I continue to be amazed, if not frustrated, at the amount of time church members spend in committee meetings. I often find churches are spending ten times more hours in committee meetings than Great Commission activities.
Committee meetings are not inherently bad, but they have become sad substitutes for ministry in many churches. Just today, I met virtually with six staff members of a church. They were lamenting the time consumption and frequent divisiveness of their committee system. They asked me about guidelines for church committees. As I have with other church leaders, I shared these five principles.
- Committees must have a clear purpose. One pastor shared a list of 14 committees in his church. The church’s average attendance is 140, so there is a committee for every 10 people in attendance. I asked why his church had a flower committee. Couldn’t they just decide about flowers without monthly meetings? His non-response was a clear response.
- Committees should not meet just because they are on the schedule. If there are no items to address, don’t meet. The church calendar should not be the tail that wags the dog. Most of our churches are already encumbered with too much non-ministry busy work.
- Some committees should be eliminated. One church I encountered had a hymnal committee. Being the naïve person that I am, I asked what the purpose of a hymnal committee was. Of the seven leaders in the room, no one knew. So I asked what a hymnal committee does when it meets. A staff member shared with us that they spend an hour complaining about the music in the worship services. Now that’s productive.
- Some committees should be task forces. A committee should have an ongoing purpose and need. Personnel committees and finance committees are good examples of committees that have ongoing purposes. Many committees should become task forces to lead and complete a given task; they should then disband.
- Committees must not be a substitute for ministry. This fifth point brings us back to the original thesis.
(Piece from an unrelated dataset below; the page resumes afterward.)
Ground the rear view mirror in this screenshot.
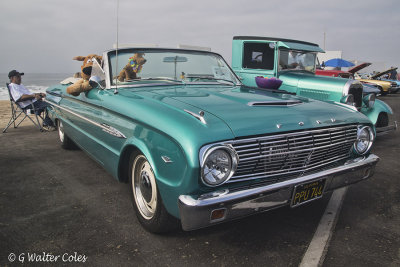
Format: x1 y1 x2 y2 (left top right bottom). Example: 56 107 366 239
163 56 187 63
89 76 105 89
Churches burdened with too many committees are taking members out of ministry. These activities are often unnecessary. Indeed, many committees are often counter-productive. They become substitutes for ministry.
If your church is having difficulty getting ministry volunteers, it could be that the church members are burning out in committees. And have you ever noticed that some of your most divisive members are often outspoken members of committees? They prefer control over serving.
Many churches need to remove the excess fat of the meaningless activity of too many committees. Subtraction can become ministry addition.
It’s time to get our members out of the committee and into the community.